By the time you or I had a chance to purchase any, it was already at $30/share
(it's at $28/share now).

------
HardyLeung
Funny it doesn't seem that long ago (okay, ten years ago) Henry Blodget was on
the other side of the fence.

------
fleitz
No, the CEO made a bad deal with banks and is now using PR to shift the blame
from himself to his bankers.

If everyone intrinsically knew that ZipCar was worth $30 then why did he sign
a contract with the banks that allowed them to sell it for $18? Banks can't
just a your company public on their own, they need the consent of the CEO
and/or the board, when you sign this contract it outlines how the bank will
take your company public.

If he didn't like that option he could always buy a shell listed on the
exchange and do a reverse-merger. There are plenty of ways to take a company
public and very few of them involve trusting GS to sell your company at
whatever price they determine. If as CEO he allowed his company to be swindled
out of $50 million he should resign in disgrace. He's so ingrained in the
sausage making process he himself has been banned from trading.

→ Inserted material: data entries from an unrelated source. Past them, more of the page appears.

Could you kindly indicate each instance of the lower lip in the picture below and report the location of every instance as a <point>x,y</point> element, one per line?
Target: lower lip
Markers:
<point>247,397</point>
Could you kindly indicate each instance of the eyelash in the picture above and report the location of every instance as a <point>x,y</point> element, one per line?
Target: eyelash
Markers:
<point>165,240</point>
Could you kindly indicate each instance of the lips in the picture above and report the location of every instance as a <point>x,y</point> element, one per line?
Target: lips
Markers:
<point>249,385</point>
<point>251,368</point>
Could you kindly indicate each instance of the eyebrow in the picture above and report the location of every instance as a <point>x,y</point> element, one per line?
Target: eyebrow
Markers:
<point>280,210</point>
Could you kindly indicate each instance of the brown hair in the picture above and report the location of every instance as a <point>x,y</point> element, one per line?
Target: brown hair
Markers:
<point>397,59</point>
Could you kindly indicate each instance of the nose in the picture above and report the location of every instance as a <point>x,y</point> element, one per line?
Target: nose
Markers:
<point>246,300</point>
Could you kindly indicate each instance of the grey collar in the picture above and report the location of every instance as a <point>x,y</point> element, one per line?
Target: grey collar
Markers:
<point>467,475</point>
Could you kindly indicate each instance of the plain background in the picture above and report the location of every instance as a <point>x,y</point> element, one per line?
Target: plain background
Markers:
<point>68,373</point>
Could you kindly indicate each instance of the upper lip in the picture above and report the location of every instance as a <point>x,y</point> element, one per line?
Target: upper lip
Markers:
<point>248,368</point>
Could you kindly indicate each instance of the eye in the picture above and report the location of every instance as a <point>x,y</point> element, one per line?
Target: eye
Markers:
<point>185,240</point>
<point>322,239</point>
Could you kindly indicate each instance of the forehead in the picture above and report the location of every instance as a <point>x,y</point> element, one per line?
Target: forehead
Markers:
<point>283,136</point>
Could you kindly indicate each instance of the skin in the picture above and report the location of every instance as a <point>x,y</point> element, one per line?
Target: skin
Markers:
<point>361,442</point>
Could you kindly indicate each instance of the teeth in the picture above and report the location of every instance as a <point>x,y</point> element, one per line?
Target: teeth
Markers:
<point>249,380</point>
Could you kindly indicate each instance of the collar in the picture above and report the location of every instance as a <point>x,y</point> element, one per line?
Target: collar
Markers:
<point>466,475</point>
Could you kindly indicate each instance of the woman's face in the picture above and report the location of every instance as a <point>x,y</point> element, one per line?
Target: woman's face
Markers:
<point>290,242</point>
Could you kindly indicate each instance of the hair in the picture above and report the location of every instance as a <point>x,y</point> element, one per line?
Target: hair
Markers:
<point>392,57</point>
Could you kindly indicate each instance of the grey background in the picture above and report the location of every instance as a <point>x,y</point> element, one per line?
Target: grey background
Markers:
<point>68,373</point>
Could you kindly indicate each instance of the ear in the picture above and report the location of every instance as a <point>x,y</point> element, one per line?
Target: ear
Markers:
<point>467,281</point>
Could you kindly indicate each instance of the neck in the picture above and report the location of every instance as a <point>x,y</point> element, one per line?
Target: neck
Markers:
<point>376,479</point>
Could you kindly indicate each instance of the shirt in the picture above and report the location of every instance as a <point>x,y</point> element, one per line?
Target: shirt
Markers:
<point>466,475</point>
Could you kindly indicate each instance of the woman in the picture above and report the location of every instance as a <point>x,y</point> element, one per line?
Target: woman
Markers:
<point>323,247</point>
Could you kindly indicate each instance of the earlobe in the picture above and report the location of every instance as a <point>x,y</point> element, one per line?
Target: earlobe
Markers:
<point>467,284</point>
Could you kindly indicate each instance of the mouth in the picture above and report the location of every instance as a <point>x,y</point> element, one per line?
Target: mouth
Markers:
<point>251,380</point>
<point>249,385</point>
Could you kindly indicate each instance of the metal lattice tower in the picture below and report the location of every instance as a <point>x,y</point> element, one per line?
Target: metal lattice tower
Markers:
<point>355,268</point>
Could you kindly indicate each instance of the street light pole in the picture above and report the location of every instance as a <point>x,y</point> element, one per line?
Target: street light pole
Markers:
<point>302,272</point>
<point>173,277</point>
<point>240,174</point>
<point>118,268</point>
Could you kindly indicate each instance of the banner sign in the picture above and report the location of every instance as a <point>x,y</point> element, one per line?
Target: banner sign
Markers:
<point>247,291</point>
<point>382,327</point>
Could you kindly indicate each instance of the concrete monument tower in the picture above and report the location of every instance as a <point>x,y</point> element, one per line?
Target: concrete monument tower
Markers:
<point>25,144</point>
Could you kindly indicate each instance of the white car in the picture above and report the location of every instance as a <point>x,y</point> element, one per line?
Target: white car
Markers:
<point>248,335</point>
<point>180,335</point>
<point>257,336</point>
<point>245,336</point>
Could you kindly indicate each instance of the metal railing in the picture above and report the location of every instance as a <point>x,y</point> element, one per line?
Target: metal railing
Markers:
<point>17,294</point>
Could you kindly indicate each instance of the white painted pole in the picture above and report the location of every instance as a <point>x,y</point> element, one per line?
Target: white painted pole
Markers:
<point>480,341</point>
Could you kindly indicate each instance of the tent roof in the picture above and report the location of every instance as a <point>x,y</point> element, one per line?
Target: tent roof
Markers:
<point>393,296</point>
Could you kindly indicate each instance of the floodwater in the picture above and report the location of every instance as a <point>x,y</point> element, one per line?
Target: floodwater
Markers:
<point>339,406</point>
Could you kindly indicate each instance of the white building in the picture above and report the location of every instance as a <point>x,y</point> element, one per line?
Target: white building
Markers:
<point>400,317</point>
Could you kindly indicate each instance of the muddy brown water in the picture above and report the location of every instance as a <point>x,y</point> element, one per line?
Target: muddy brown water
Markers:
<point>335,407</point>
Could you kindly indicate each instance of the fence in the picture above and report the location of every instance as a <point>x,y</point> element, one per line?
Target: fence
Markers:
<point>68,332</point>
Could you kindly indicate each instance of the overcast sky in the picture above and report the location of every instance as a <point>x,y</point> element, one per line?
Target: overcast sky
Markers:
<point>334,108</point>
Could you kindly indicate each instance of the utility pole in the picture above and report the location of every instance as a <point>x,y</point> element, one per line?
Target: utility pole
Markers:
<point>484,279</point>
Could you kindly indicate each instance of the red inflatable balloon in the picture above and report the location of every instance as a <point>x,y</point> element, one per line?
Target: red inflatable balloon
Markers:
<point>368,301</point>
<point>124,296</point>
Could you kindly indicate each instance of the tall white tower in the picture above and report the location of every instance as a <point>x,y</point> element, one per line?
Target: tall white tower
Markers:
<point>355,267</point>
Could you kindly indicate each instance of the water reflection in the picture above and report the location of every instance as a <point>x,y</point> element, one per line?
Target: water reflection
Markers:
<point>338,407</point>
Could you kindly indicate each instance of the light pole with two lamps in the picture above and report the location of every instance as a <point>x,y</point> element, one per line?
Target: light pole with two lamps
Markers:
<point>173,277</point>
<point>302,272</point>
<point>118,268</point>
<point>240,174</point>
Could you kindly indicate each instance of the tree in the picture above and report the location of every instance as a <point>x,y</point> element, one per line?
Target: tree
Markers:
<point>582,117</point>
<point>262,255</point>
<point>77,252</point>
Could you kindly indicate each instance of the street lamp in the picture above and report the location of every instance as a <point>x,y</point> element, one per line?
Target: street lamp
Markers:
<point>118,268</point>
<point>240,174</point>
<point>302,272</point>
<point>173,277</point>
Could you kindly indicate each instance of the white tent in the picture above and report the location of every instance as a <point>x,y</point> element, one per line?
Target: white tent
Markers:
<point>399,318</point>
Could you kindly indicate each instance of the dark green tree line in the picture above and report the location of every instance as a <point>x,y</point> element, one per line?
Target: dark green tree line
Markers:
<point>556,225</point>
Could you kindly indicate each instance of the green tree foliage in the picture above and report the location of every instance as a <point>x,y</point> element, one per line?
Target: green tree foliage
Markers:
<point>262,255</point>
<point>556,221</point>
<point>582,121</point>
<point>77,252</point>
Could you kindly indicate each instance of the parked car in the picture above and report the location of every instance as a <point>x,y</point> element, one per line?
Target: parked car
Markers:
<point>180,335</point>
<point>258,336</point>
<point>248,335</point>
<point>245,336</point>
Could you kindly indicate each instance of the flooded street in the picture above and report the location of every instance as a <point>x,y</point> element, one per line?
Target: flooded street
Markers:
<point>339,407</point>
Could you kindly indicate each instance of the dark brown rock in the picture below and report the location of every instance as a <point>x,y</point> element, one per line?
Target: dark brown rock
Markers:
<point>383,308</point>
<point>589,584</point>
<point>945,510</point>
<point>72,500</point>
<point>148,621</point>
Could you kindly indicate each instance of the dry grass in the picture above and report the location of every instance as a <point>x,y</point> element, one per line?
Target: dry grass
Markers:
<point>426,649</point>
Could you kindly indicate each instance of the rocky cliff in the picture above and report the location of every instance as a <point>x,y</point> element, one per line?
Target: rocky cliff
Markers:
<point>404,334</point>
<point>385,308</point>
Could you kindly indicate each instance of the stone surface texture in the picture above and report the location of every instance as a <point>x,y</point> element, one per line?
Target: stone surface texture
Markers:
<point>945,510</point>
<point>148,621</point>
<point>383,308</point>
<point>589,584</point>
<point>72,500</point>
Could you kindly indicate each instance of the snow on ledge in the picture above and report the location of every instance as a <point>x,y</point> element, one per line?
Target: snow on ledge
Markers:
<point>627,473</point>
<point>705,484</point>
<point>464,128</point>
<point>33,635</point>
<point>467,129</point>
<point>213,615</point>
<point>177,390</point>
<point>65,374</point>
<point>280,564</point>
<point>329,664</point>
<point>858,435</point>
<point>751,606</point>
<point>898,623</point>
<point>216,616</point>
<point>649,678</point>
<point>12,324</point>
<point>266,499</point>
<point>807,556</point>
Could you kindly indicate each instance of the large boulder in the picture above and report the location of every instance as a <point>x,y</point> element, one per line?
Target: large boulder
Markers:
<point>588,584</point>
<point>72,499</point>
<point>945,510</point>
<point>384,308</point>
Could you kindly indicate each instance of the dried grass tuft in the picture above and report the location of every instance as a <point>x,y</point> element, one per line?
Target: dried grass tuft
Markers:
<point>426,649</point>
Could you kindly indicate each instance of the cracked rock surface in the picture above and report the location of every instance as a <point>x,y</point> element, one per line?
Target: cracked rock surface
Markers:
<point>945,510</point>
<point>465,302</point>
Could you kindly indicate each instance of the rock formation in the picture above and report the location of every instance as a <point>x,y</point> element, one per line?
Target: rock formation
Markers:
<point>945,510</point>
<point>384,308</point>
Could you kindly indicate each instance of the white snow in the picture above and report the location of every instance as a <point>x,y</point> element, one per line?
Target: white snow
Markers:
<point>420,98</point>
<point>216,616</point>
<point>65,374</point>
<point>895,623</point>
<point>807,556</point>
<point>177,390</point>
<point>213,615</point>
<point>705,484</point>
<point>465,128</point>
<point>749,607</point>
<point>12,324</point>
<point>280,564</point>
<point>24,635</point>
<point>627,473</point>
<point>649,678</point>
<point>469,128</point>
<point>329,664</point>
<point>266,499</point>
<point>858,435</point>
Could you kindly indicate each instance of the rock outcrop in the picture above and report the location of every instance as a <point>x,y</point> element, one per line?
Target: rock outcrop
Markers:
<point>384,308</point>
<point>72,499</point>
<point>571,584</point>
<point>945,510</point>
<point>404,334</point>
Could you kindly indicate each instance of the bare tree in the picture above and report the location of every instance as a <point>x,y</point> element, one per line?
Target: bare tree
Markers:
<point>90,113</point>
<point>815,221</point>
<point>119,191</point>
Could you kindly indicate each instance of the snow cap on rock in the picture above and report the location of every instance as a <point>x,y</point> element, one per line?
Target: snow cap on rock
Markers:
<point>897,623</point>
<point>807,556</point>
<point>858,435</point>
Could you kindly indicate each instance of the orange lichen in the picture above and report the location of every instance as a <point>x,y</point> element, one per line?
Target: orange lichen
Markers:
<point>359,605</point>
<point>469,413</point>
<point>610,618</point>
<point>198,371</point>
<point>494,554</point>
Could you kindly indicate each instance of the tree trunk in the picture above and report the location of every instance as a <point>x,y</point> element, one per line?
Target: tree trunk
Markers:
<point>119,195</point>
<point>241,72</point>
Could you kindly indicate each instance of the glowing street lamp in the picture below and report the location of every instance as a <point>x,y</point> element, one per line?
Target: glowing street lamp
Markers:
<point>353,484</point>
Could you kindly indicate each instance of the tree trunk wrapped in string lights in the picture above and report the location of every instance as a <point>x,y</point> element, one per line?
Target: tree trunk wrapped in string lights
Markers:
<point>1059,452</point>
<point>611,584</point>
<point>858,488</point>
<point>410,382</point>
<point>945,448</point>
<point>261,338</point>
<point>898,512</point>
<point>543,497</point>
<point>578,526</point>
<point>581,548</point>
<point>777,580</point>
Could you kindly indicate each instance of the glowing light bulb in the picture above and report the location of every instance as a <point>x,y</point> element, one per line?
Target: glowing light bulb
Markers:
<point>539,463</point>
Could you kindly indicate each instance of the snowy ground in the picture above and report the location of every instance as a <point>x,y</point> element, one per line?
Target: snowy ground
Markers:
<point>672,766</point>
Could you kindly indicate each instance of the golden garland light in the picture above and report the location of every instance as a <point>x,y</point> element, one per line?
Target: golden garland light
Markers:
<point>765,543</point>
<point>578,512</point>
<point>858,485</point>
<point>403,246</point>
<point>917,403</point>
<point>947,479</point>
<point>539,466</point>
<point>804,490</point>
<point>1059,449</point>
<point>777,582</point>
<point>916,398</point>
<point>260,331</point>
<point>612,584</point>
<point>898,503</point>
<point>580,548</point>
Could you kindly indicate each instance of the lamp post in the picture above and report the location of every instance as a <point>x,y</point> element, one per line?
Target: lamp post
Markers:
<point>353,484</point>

As an aside after how badly GS and JPM fucked over the entire world it should
give one pause as to whether you'd sign a contract with any entity who had
demonstrated such moral hazard. They're called banksters for a reason.

Also, if you take IPO stock there is a gentleman's agreement that you won't
sell it for 90 days, so it remains to be seen how well these investors
actually did.

------
georgieporgie
How do you differentiate between undervaluation and over-exuberant, illogical
investors? Neither is a good situation.